Я жонглировал апельсинами, тарелками, бутылками, щетками, всем, что попадало под руку; моя тяга к искусству, к совершенству, мое стремление к чудесному и исключительному подвигу, короче, моя жажда мастерства находила в этом скромное, но усердное воплощение. Я чувствовал, что приближаюсь к некоей дивной области, которой всем сердцем надеялся достичь: области, где сбывается невозможное. Это был мой первый сознательный опыт творческого самовыражения, мое первое предчувствие возможного совершенства, и я бросился в него очертя голову.

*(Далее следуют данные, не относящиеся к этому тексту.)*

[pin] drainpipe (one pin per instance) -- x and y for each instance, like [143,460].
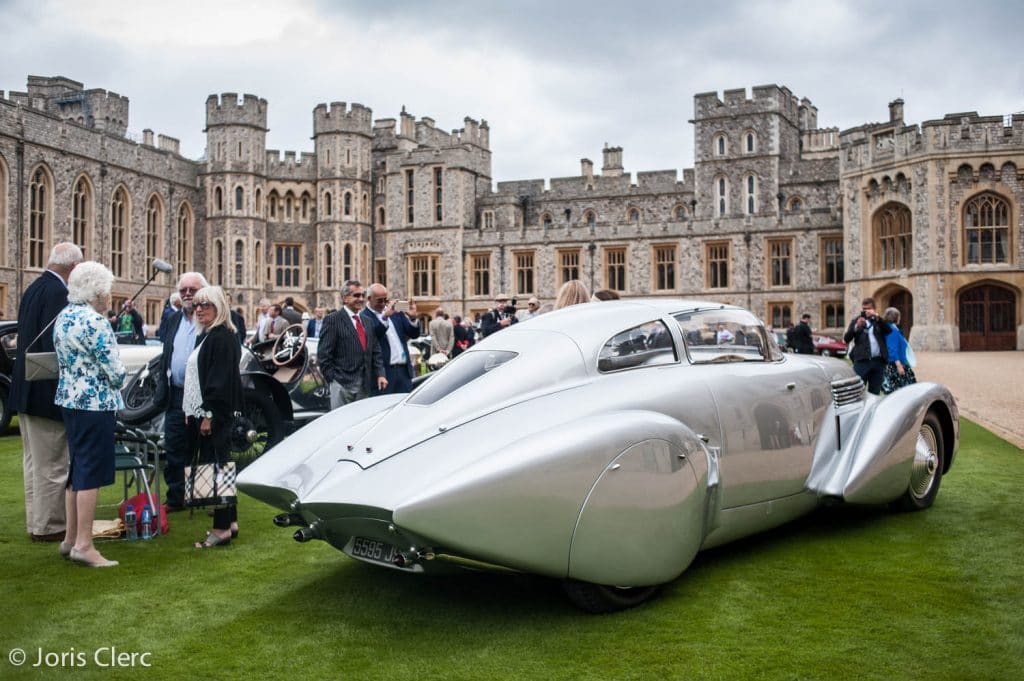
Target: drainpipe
[19,154]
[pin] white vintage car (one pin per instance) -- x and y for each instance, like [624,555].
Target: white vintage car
[604,444]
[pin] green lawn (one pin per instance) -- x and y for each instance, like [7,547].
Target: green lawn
[847,593]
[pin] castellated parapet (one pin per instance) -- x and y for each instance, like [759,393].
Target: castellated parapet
[226,109]
[339,118]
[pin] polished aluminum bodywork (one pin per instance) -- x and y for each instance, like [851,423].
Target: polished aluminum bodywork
[564,463]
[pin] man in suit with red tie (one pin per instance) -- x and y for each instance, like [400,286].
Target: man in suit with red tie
[349,352]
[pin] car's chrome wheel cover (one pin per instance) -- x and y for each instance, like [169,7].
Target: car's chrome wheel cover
[926,463]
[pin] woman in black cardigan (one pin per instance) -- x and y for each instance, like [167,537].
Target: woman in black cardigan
[212,395]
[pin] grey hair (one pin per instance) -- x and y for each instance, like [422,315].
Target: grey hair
[203,282]
[346,288]
[215,295]
[88,283]
[66,254]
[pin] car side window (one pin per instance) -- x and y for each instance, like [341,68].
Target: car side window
[645,345]
[723,335]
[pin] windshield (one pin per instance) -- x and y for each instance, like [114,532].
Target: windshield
[469,367]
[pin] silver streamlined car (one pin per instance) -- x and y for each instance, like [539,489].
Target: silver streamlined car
[604,444]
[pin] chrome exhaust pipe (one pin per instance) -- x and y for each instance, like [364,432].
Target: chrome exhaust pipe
[303,535]
[288,519]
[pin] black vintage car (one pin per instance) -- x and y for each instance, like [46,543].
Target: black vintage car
[284,390]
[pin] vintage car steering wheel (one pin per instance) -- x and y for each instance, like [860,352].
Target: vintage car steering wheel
[289,345]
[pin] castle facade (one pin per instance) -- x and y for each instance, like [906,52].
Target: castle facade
[777,214]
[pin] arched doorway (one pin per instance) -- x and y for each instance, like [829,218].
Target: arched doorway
[903,301]
[987,317]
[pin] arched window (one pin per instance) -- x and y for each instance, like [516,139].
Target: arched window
[328,266]
[81,213]
[119,230]
[40,216]
[893,238]
[258,263]
[218,262]
[184,229]
[722,196]
[154,225]
[986,229]
[720,145]
[240,261]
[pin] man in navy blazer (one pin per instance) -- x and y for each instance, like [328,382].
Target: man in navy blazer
[394,330]
[349,352]
[44,440]
[315,325]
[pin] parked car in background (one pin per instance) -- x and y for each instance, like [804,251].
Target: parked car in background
[604,445]
[828,346]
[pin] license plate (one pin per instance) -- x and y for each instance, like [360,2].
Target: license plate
[371,549]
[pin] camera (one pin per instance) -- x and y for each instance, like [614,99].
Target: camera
[508,310]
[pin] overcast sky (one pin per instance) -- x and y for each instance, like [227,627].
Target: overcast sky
[554,79]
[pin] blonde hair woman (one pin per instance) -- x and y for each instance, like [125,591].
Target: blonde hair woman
[572,292]
[212,395]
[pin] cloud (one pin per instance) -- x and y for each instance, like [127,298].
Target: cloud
[555,80]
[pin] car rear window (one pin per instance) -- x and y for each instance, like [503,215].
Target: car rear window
[645,345]
[469,367]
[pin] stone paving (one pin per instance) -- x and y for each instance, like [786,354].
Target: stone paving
[988,387]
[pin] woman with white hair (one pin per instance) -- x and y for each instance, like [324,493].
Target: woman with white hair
[88,393]
[212,395]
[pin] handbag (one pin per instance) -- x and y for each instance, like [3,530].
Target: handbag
[210,484]
[41,366]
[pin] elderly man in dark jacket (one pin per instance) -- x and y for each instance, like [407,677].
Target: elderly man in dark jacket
[44,440]
[868,331]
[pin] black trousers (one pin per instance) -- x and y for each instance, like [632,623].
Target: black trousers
[871,372]
[215,448]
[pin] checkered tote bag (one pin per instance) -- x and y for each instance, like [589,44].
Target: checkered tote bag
[210,484]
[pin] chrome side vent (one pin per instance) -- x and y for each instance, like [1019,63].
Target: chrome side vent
[847,391]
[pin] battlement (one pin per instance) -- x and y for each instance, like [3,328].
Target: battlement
[965,132]
[763,98]
[226,109]
[340,118]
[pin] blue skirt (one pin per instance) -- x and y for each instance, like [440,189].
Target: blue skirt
[90,442]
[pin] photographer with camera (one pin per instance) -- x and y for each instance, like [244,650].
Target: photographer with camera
[500,316]
[868,331]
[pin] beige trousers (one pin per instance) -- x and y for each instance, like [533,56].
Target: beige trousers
[45,444]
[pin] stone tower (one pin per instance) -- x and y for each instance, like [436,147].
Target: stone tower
[343,138]
[233,183]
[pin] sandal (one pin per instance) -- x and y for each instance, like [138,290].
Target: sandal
[212,541]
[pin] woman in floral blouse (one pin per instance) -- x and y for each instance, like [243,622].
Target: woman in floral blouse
[88,393]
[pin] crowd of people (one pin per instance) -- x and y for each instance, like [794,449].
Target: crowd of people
[68,423]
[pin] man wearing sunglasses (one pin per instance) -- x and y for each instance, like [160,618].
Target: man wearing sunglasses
[179,341]
[349,352]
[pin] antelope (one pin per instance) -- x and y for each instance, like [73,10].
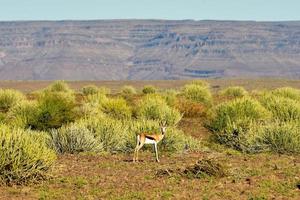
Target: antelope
[145,138]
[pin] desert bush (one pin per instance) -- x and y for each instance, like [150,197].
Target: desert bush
[149,89]
[205,168]
[111,133]
[280,137]
[128,90]
[287,92]
[22,114]
[74,138]
[154,107]
[9,98]
[104,90]
[92,105]
[234,92]
[233,119]
[170,97]
[176,141]
[90,90]
[200,83]
[53,110]
[283,109]
[190,108]
[198,94]
[24,156]
[116,108]
[59,86]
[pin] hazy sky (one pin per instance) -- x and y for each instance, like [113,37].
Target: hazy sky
[261,10]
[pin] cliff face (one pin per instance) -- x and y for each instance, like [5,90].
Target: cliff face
[148,49]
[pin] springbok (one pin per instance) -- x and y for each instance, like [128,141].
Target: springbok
[145,138]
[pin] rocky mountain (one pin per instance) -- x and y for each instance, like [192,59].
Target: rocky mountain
[148,49]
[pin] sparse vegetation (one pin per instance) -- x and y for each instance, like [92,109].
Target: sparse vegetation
[9,98]
[90,90]
[24,156]
[234,92]
[53,110]
[198,93]
[74,138]
[128,90]
[94,134]
[149,89]
[154,107]
[233,119]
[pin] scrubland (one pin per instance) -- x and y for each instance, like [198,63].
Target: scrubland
[233,141]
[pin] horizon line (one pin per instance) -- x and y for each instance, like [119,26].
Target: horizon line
[145,19]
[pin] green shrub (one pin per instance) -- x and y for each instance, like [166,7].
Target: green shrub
[200,83]
[116,108]
[90,90]
[53,110]
[24,156]
[74,138]
[128,90]
[190,108]
[233,119]
[22,114]
[283,109]
[9,98]
[170,97]
[92,105]
[154,107]
[234,92]
[109,132]
[59,86]
[104,90]
[287,92]
[277,137]
[176,141]
[149,89]
[198,94]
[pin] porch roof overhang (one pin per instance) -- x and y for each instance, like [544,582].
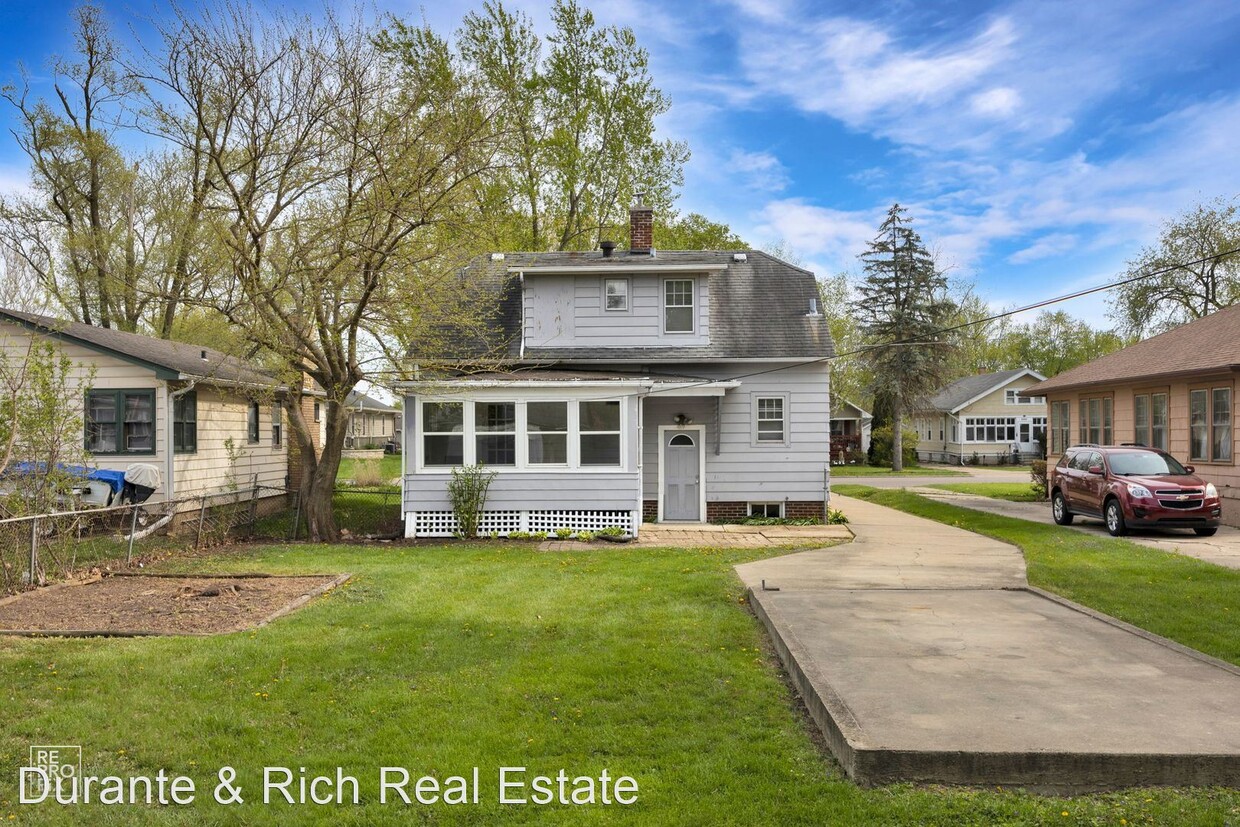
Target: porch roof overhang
[672,386]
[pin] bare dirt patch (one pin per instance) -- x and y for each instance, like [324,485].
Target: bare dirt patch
[161,605]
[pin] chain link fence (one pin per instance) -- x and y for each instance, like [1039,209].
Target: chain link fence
[45,548]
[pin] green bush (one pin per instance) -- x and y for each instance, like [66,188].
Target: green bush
[468,492]
[881,446]
[1038,476]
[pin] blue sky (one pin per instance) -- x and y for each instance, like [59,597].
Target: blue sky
[1038,145]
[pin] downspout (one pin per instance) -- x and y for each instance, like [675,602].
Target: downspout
[170,459]
[521,278]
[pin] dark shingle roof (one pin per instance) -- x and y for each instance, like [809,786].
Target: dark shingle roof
[1208,345]
[175,357]
[961,391]
[758,309]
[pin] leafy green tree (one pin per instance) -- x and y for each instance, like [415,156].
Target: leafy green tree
[40,422]
[693,231]
[577,115]
[902,304]
[1191,288]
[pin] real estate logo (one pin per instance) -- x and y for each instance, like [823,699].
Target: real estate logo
[62,761]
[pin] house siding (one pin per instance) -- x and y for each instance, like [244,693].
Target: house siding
[222,417]
[567,311]
[740,470]
[992,404]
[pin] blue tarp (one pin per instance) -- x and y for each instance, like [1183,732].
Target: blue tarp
[114,480]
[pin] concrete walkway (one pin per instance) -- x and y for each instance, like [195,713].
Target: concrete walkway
[924,656]
[713,536]
[1220,549]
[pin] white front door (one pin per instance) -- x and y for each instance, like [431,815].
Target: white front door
[682,482]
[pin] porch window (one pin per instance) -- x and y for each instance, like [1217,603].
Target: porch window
[615,293]
[769,423]
[120,422]
[252,424]
[1060,427]
[495,425]
[443,440]
[600,433]
[678,306]
[547,428]
[185,423]
[1209,415]
[1095,425]
[1150,419]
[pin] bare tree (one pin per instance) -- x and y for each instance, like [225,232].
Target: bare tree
[331,170]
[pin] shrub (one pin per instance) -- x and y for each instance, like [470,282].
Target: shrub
[468,492]
[1038,475]
[881,446]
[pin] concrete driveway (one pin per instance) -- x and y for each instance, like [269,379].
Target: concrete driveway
[924,656]
[1220,549]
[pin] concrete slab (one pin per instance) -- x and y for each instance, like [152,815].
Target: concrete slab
[1220,549]
[923,656]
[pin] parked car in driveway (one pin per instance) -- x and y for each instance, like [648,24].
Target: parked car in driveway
[1131,487]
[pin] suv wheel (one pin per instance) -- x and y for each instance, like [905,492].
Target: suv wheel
[1114,513]
[1059,510]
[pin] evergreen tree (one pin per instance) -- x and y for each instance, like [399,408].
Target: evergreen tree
[902,304]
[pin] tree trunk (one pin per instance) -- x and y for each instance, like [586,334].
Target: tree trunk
[897,437]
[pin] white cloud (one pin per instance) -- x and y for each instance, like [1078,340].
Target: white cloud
[1000,102]
[758,170]
[1045,247]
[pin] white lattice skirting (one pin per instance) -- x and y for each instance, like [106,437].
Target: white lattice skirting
[443,523]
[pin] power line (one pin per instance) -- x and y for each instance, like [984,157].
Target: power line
[907,342]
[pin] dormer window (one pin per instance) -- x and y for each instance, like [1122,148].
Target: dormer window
[678,306]
[615,294]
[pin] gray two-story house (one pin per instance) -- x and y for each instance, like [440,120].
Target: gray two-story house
[626,384]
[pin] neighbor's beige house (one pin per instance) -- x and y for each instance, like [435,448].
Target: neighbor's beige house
[982,415]
[1174,391]
[205,419]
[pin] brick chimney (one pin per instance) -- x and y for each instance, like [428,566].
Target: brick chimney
[641,227]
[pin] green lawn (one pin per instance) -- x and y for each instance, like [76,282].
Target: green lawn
[388,468]
[1177,597]
[1013,491]
[442,658]
[873,470]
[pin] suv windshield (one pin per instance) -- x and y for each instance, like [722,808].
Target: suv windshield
[1145,464]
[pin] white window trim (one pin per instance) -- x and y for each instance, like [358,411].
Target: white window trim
[749,507]
[470,434]
[628,294]
[753,420]
[693,308]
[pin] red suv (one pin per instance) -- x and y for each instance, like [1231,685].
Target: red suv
[1138,487]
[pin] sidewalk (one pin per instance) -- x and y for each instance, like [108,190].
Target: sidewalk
[924,656]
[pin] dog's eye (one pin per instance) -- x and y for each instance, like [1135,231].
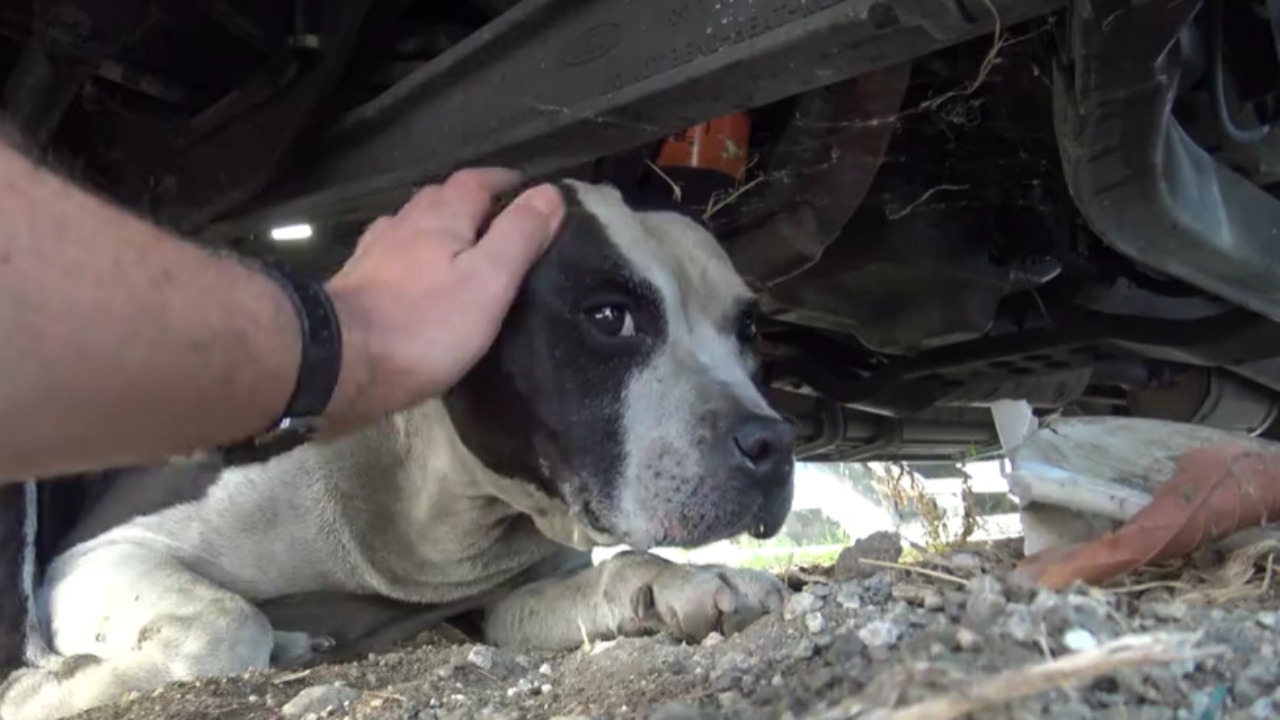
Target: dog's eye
[613,320]
[746,328]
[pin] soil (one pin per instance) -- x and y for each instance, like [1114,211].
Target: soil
[887,637]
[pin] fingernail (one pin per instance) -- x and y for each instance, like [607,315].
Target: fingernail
[547,200]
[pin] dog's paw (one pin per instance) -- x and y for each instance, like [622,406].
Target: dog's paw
[292,650]
[693,601]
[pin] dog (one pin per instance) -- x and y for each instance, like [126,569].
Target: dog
[621,404]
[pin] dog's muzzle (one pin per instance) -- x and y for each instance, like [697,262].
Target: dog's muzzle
[760,456]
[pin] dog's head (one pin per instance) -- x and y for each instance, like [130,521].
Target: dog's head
[624,383]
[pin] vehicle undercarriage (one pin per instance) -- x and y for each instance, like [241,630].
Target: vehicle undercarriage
[941,203]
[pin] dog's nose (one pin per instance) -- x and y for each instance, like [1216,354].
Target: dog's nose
[764,443]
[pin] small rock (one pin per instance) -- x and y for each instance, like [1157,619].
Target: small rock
[849,597]
[801,604]
[965,561]
[1078,639]
[986,601]
[880,633]
[878,588]
[882,546]
[845,648]
[319,700]
[968,639]
[1168,611]
[816,623]
[481,656]
[1020,625]
[804,650]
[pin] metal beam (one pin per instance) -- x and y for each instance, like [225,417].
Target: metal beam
[553,83]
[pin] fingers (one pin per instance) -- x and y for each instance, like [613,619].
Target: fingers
[456,209]
[517,237]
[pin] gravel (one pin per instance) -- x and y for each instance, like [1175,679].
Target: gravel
[887,638]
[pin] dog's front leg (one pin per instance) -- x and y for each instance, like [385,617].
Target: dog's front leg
[632,593]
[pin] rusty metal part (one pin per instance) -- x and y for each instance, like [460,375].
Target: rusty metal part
[554,83]
[837,169]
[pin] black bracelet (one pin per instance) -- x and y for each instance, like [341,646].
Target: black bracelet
[318,372]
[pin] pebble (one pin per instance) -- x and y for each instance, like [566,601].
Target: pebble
[804,650]
[319,700]
[1168,611]
[1078,639]
[882,547]
[849,597]
[801,604]
[481,656]
[965,561]
[816,623]
[1020,625]
[986,601]
[880,633]
[968,639]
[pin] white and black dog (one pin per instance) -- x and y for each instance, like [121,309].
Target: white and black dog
[618,405]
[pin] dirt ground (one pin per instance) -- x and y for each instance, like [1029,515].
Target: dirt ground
[856,641]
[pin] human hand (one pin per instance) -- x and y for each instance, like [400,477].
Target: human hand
[424,295]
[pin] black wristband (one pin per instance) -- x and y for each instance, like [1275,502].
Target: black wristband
[318,372]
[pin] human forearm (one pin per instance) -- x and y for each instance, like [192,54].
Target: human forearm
[123,345]
[119,343]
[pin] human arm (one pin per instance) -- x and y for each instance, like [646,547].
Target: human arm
[122,345]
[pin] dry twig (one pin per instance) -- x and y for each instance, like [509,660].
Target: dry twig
[1075,669]
[913,569]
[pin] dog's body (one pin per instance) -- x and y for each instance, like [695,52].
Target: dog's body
[616,406]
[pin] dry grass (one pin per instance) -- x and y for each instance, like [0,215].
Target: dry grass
[1066,671]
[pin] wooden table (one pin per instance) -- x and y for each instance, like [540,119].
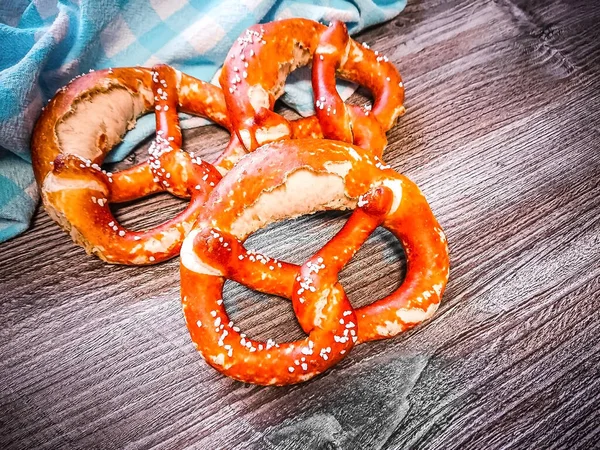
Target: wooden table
[502,135]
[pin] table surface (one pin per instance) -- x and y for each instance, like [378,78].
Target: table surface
[502,135]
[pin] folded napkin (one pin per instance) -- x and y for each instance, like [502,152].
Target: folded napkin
[45,43]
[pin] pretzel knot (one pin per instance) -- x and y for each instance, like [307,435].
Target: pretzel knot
[288,179]
[255,70]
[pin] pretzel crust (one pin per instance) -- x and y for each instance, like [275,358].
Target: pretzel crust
[84,121]
[266,187]
[256,67]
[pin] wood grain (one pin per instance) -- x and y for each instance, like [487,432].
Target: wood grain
[502,135]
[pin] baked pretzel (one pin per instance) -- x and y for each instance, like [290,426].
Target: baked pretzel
[256,67]
[81,125]
[287,179]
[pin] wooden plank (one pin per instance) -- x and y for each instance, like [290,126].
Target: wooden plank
[501,133]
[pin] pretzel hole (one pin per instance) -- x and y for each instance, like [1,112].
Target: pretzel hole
[206,141]
[376,270]
[148,212]
[261,316]
[362,97]
[296,240]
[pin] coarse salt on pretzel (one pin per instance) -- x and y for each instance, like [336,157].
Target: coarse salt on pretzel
[82,124]
[287,179]
[256,67]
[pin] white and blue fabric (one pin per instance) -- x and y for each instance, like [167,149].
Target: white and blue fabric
[45,43]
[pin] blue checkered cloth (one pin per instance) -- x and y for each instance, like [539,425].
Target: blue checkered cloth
[45,43]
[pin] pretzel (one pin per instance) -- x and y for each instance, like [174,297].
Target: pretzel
[81,125]
[288,179]
[256,67]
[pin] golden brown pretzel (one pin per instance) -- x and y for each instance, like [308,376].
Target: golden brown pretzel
[256,67]
[81,125]
[287,179]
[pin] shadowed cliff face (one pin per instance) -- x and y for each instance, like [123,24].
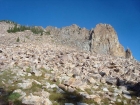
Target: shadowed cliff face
[102,39]
[105,41]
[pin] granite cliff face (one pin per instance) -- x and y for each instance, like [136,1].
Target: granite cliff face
[105,41]
[50,69]
[100,40]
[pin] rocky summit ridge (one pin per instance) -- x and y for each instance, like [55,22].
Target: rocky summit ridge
[66,66]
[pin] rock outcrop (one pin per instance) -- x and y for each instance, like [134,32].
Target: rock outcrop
[128,53]
[100,40]
[41,72]
[105,41]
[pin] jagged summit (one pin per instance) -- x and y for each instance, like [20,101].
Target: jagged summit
[66,66]
[100,40]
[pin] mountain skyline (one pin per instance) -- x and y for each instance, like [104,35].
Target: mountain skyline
[122,15]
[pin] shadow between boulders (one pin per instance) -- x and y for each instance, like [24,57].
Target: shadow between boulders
[130,86]
[4,98]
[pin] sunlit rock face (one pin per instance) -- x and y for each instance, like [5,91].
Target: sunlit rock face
[105,41]
[101,40]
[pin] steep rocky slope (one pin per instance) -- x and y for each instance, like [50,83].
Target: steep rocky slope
[38,70]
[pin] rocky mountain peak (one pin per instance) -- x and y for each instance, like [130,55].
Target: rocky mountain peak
[105,41]
[41,68]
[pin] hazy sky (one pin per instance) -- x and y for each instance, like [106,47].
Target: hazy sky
[123,15]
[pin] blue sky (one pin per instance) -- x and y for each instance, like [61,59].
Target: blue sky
[123,15]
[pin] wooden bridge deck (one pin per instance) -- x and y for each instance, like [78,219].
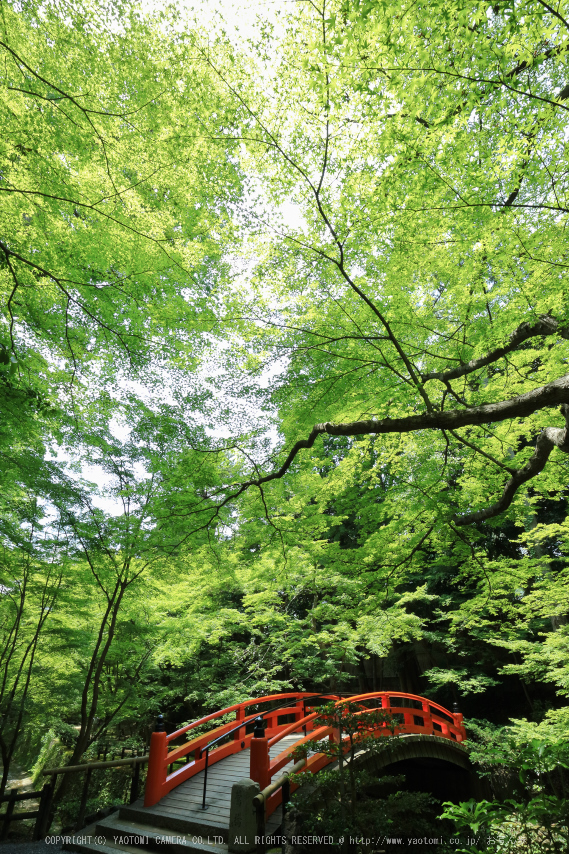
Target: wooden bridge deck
[181,808]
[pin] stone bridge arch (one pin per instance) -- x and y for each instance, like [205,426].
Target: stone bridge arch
[429,763]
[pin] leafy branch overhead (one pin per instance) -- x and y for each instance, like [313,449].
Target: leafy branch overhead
[420,284]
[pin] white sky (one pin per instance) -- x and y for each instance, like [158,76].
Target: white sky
[240,22]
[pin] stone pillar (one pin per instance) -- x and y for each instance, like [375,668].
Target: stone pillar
[242,816]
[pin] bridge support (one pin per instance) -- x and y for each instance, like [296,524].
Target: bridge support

Я жонглировал в школе, на улицах, поднимаясь по лестнице, входил, жонглируя, в нашу комнату и вставал перед матерью с шестью апельсинами, порхающими в воздухе, без передышки подбрасывая и подхватывая их на лету. К несчастью, и тут, когда я уже думал, что блестящая судьба мне обеспечена и что моя мать будет жить в роскоши благодаря моему таланту, передо мной встал грубый факт: мне никак не удавалось пойти дальше шестого мяча. Хотя я старался, одному Богу ведомо, как я старался. Мне в то время случалось жонглировать по семь, по восемь часов в день. Я смутно чувствовал, что ставка высока, даже слишком, что на кону вся моя жизнь, все мои мечты, вся глубина моей натуры, что речь идет как раз обо всем возможном или невозможном совершенстве. Но сколько бы я ни тратил усилий, седьмой мяч мне так и не давался. Шедевр оставался недостижимым — вечно ждущим осуществления, вечно предчувствуемым, но всегда вне досягаемости. Совершенство все время ускользало. Я напрягал всю свою волю, призывал всю свою ловкость, все свое проворство, подброшенные в воздух мячи точно следовали один за другим, но стоило подбросить седьмой мяч, и все построение рушилось, а я замирал, подавленный, потрясенный, не в силах ни смириться, ни отказаться. Я начинал все сызнова. Но последний мяч так навсегда и остался недоступным. Никогда, никогда моей руке не удавалось его ухватить. Я пытался всю свою жизнь. И лишь на подступах к сорока годам, после долгих блужданий среди шедевров истина мало-помалу открылась мне и я понял, что последний мяч не существует.